Je tiens à préciser clairement que la période initiale d’inadmissibilité et la prolongation proposée ne sont pas fondées sur l’hypothèse préjudiciable et erronée que les personnes atteintes de maladie mentale n’ont pas la capacité de prendre des décisions ni sur leur incapacité d’apprécier la gravité de la souffrance qui peut être causée par la maladie mentale. L’évaluation et la prestation de l’AMM dans les cas où la condition médicale invoquée au soutien de la demande d’AMM est une maladie mentale présentent une complexité particulière, notamment des difficultés à évaluer si la maladie mentale est effectivement irrémédiable, et l’effet potentiel des tendances suicidaires sur ces demandes.

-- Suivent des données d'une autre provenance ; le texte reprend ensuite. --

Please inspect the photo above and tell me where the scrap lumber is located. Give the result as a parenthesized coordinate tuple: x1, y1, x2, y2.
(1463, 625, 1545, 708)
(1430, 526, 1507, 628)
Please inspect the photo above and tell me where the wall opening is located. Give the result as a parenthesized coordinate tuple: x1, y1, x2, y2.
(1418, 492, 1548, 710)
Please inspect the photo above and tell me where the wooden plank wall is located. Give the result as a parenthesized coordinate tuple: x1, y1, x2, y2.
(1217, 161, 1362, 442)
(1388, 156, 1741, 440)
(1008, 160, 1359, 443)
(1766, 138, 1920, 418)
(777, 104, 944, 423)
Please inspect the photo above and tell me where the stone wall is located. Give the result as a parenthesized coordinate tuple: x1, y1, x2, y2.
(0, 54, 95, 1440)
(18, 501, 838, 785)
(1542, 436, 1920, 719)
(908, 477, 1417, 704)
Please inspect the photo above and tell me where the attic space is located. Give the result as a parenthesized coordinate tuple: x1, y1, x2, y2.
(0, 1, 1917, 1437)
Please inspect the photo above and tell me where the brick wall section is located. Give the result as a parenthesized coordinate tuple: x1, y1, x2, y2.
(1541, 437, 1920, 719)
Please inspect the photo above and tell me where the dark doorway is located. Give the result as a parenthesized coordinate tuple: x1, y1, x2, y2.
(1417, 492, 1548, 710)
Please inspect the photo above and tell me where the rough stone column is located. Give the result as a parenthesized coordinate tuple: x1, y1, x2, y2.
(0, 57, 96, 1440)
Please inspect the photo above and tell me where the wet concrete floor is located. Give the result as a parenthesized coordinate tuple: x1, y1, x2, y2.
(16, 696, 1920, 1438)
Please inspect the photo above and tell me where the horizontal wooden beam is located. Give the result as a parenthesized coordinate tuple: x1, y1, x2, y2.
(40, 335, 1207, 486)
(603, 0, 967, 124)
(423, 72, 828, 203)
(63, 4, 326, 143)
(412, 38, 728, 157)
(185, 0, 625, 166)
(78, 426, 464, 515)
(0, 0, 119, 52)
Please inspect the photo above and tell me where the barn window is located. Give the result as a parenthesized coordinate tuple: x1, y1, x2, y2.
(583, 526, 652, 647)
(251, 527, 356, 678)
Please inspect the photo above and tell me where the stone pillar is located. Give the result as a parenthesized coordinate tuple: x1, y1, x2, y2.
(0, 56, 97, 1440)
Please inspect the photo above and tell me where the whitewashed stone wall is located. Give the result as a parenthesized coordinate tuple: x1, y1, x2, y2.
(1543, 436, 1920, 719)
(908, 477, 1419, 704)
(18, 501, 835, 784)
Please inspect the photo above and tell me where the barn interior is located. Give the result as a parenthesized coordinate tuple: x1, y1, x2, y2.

Nous reconnaissons que la maladie mentale peut causer le même degré de souffrances que la maladie physique. Nous sommes conscients qu’il y a des personnes qui s’attendent à devenir admissibles à l’AMM en mars 2023. Nous reconnaissons que ces personnes seront déçues de la prolongation de la période d’inadmissibilité, et nous sympathisons avec elles. Je tiens à faire ressortir que cette prolongation est, à mon avis, nécessaire pour assurer la prestation sécuritaire de l’AMM dans tous les cas où la maladie mentale est la seule condition médicale invoquée au soutien d’une demande d’AMM. Nous avons besoin de cette prolongation pour veiller à apporter tous les changements nécessaires de façon prudente et mesurée, et à ne pas précipiter l’élargissement de l’admissibilité à l’AMM. Notre principale priorité est d’assurer la prestation sécuritaire de l’AMM, et je suis convaincu que les tribunaux concluraient à la constitutionnalité de cette prolongation.

Je tiens à répéter qu’il nous faut plus de temps avant d’élargir l’admissibilité dans ces circonstances – pour garantir l’état de préparation du système de soins de santé et examiner à fond les recommandations du Comité mixte spécial sur l’aide médicale à mourir, et éventuellement y donner suite.

Je vous remercie et il me fera un plaisir de répondre à vos questions.